The big-spending liberals are sounding off with their annual regrets about the defects of foreign aid. So what else is new! They will end up voting for it, as they always do.
Hubert Humphrey calls foreign aid “an administrative nightmare.” President Carter refers to its “mismanagement and inefficiency.” Foreign aid boss John J. Gilligan, former Governor of Ohio, says mea culpa, mea culpa, we have “more chiefs than braves” in the agency.
Nobody enthusiastically defends foreign aid any more, but it is still holding steady at its annual level of $6 billion. Despite all the regrets, you can bet it will be approved again this year.
The U.S. foreign giveaway program since World War II has cost the American taxpayers well over $200 billion, which is almost half the public debt.

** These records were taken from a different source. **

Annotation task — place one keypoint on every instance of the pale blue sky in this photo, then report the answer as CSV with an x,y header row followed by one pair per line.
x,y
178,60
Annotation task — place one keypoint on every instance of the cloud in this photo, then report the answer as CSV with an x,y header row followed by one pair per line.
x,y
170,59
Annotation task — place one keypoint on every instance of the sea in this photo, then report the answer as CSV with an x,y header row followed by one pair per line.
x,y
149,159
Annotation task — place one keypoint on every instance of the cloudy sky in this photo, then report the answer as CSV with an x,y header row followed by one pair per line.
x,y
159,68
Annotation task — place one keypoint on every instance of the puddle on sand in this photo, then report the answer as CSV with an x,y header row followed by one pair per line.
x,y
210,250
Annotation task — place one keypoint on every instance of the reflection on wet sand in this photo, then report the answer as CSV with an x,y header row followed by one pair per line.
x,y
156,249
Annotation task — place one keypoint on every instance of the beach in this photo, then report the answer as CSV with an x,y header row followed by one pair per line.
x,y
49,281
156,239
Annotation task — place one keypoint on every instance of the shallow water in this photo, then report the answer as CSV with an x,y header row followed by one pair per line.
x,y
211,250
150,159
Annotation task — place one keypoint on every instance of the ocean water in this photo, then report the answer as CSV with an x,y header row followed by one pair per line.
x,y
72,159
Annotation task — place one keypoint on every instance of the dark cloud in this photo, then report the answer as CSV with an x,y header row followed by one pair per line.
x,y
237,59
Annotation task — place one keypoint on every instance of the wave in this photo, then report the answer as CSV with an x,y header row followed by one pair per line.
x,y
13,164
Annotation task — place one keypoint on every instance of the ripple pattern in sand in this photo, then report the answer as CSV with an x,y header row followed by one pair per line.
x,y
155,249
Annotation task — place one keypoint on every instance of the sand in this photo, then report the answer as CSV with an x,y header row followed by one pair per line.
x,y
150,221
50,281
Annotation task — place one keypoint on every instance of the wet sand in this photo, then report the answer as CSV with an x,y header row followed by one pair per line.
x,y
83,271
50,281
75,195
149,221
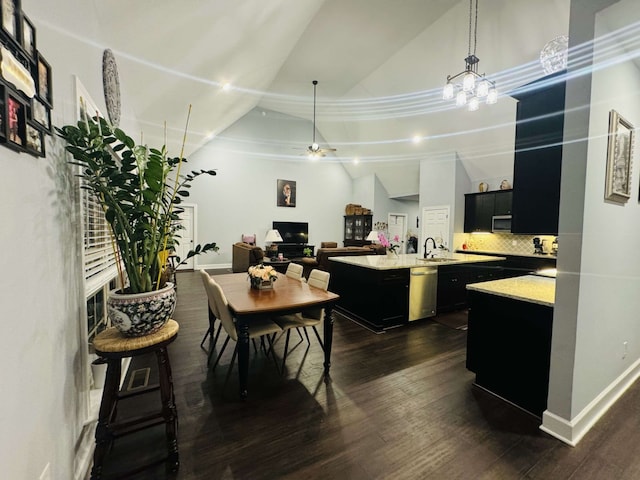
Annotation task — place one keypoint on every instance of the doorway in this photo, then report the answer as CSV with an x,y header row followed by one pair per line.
x,y
396,223
436,224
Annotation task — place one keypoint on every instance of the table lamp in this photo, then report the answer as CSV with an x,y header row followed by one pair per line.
x,y
272,236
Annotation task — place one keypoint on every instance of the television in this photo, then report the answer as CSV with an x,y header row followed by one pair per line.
x,y
293,232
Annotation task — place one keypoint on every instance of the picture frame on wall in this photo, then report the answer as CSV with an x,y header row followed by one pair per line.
x,y
41,114
44,81
3,116
286,191
619,157
9,14
28,37
16,120
34,140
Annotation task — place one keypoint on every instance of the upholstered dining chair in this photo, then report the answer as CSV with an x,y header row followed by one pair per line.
x,y
294,270
307,318
257,327
213,316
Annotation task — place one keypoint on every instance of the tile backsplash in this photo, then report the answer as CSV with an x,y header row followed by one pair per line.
x,y
500,242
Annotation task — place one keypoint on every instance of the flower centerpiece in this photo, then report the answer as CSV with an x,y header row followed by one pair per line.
x,y
262,276
391,247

This is the equivalent of the assessed valuation of all U.S. cities with a population of 100,000 or more. The United States has given foreign aid to 121 of the 130 nations in the world and to 99 percent of the world’s population.

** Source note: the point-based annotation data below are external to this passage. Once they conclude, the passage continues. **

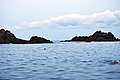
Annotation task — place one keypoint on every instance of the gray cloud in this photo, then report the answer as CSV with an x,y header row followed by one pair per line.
x,y
103,19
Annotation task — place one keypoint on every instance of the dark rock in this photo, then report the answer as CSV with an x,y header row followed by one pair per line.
x,y
36,39
6,37
97,36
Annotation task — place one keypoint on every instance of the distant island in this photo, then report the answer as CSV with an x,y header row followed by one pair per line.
x,y
6,37
97,36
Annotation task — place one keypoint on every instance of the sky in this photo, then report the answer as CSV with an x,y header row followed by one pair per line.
x,y
59,19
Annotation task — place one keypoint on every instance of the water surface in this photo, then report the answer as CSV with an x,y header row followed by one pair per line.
x,y
60,61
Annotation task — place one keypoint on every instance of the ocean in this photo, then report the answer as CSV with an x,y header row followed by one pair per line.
x,y
60,61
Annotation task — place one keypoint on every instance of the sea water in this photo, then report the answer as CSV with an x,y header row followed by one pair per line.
x,y
60,61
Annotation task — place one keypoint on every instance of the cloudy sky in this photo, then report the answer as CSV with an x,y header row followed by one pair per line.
x,y
59,19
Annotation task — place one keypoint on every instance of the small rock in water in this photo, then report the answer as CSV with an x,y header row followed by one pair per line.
x,y
44,48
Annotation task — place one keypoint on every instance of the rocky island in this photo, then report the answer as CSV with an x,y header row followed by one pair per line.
x,y
97,36
6,37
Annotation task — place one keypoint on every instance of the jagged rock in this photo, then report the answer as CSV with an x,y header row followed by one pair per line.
x,y
97,36
36,39
7,37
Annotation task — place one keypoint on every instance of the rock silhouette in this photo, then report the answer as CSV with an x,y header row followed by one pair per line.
x,y
36,39
97,36
7,37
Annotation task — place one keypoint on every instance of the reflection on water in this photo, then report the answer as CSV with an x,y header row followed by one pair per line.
x,y
60,61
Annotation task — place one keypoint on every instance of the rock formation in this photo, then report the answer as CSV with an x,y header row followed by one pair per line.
x,y
36,39
97,36
7,37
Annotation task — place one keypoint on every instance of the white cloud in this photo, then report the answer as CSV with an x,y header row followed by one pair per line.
x,y
103,19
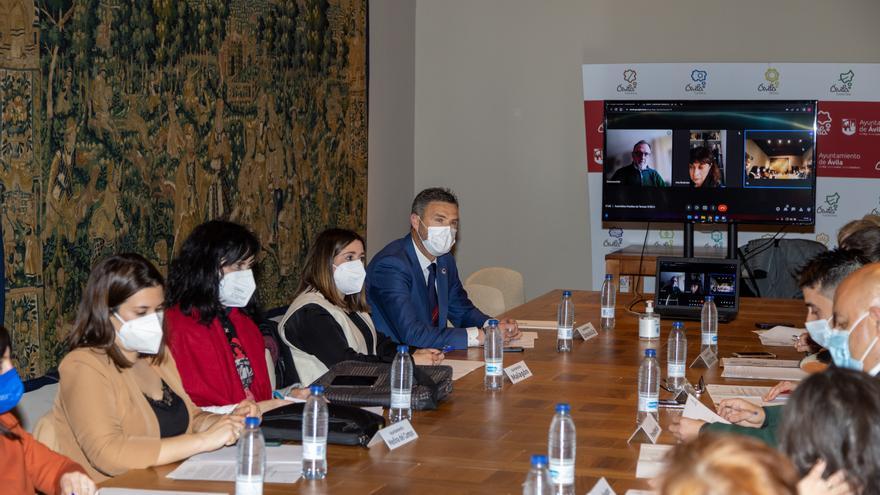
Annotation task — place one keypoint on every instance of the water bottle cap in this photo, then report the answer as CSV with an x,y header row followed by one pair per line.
x,y
539,460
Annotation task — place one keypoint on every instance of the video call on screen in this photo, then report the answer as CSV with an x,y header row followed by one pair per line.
x,y
710,161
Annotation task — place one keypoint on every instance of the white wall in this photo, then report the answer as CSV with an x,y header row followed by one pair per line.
x,y
498,102
390,172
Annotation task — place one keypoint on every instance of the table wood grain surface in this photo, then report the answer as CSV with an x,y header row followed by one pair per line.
x,y
480,442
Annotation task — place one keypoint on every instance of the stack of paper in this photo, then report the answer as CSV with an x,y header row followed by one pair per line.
x,y
461,367
651,460
780,336
283,465
751,394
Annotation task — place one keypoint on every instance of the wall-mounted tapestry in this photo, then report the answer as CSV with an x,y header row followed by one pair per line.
x,y
125,123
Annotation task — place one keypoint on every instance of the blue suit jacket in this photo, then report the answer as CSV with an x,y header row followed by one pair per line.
x,y
398,298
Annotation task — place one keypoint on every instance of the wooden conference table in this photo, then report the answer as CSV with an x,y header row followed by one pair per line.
x,y
480,442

Foreign aid, including interest on the money the Federal Government borrows to give away, is a major cause of the high taxes we pay. Foreign aid is also a major cause of high prices because it annually takes billions of dollars worth of goods out of the U.S. economy without a corresponding reduction in local purchasing power.
Foreign aid has wiped out thousands of American jobs. For 30 years, various foreign aid agencies and programs have given foreign countries our most modern machinery and equipment, and foreign aid dollars have brought foreign technicians to America to study and take home our latest technology.
With low cost foreign labor, with taxes only a small fraction of ours, and with ultra-modern U.S. machinery and technology provided free by the United States, foreign industry has been able to undersell much of our domestic production.
Why does America continue, year after year, to dole out our hard-earned American dollars when we need this money so badly at home for so many projects and to give relief to our hard-pressed taxpayers?
We are told that foreign aid is designed for our own security. Yet, America is far less secure today than before foreign aid began. We used to be told that the objective of foreign aid was to stop Communist aggression. That isn’t a very persuasive argument since five new countries have fallen to Communism in the last several years. Many billions of our foreign giveaways even have gone directly to the Soviet Union and other Communist governments.
For 30 years, U.S. foreign aid has been generously dispensed to friend and foe, to good credit risks and to deadbeats, to governments that are polite to us and to governments that insult us and vote against us in the UN.
Now North Vietnam is demanding more than $2 billion in foreign aid supposedly promised by President Nixon. With our foreign handout record, it is no wonder that North Vietnam is optimistic about climbing aboard the gravy train, too.
Although nearly every other Communist country in the world has, at some time, received American aid, Congress should decisively reject aid to North Vietnam which still refuses to account for our servicemen missing in action.